Le petit monstre n’était pas né comme un enfant des hommes, criant de froid et de terreur au sortir du ventre maternel. Il avait pris vie peu à peu, sur la haute selle à trois pieds, et quand ses yeux s’étaient ouverts, ils avaient rencontré ceux du sculpteur aux larges épaules, qui le regardaient tendrement.
Pendant des jours, et encore des jours, sous la caresse des doigts qui le pétrissaient, le modelaient, il avait senti son être se former, se préciser lentement, et enfin il était devenu tout à fait lui-même. L’homme alors l’avait porté sur une étagère et s’en était allé.

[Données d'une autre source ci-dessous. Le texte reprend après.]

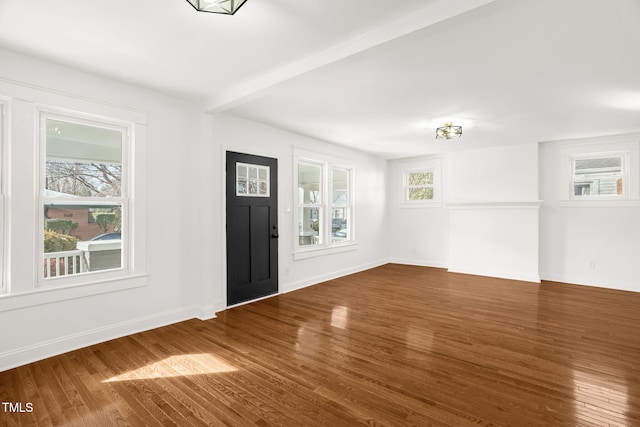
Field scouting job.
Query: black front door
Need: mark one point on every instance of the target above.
(252, 227)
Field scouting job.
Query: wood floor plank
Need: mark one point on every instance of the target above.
(392, 346)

Quand, la nuit, le petit monstre abandonné éprouva une tristesse de mort : des larmes coulèrent de ses yeux et une angoisse pesa sur lui.
D’un effort, il dilata sa poitrine : un sanglot le secoua. Et aussitôt une joie immense le fit tressaillir : l’air entrait en lui, la vie battait à coups précipités dans son cœur, courait dans ses membres, réchauffait tout son corps.
Il devint souple, se redressa, s’assit, porta la main à son front, tourna la tête à gauche, à droite, et dans l’obscurité ses yeux virent. Autour de lui il distingua des êtres aux formes étranges, raides, immobiles.
Et tandis qu’il examinait avec curiosité, sans étonnement parce qu’il ne savait pas que leurs formes fussent étranges, sans crainte parce qu’il les aimait déjà tendrement, il vit qu’ils s’assouplissaient eux aussi.
Des membres pliés s’étendaient, des yeux fermés s’ouvraient, des thorax se gonflaient, puis s’affaissaient dans un soupir, des bâillements énormes ouvraient des bouches édentées, des vertèbres se hérissaient sur des échines de squelettes, des narines charnues palpitaient et ronflaient, des becs claquaient, des orteils se crispaient, des trompes se balançaient, suspendues à des faces plates, des bras s’élevaient, s’allongeaient en ailes, des queues ondulaient comme des serpents ou frétillaient comme des moignons, des oreilles pendaient comme des loques ou se dressaient comme des pointes d ‘épées, des ventres flottaient comme des sacs vides ou bombaient comme des outres pleines, des langues charnues sortaient comme des tumeurs entre les lèvres minces.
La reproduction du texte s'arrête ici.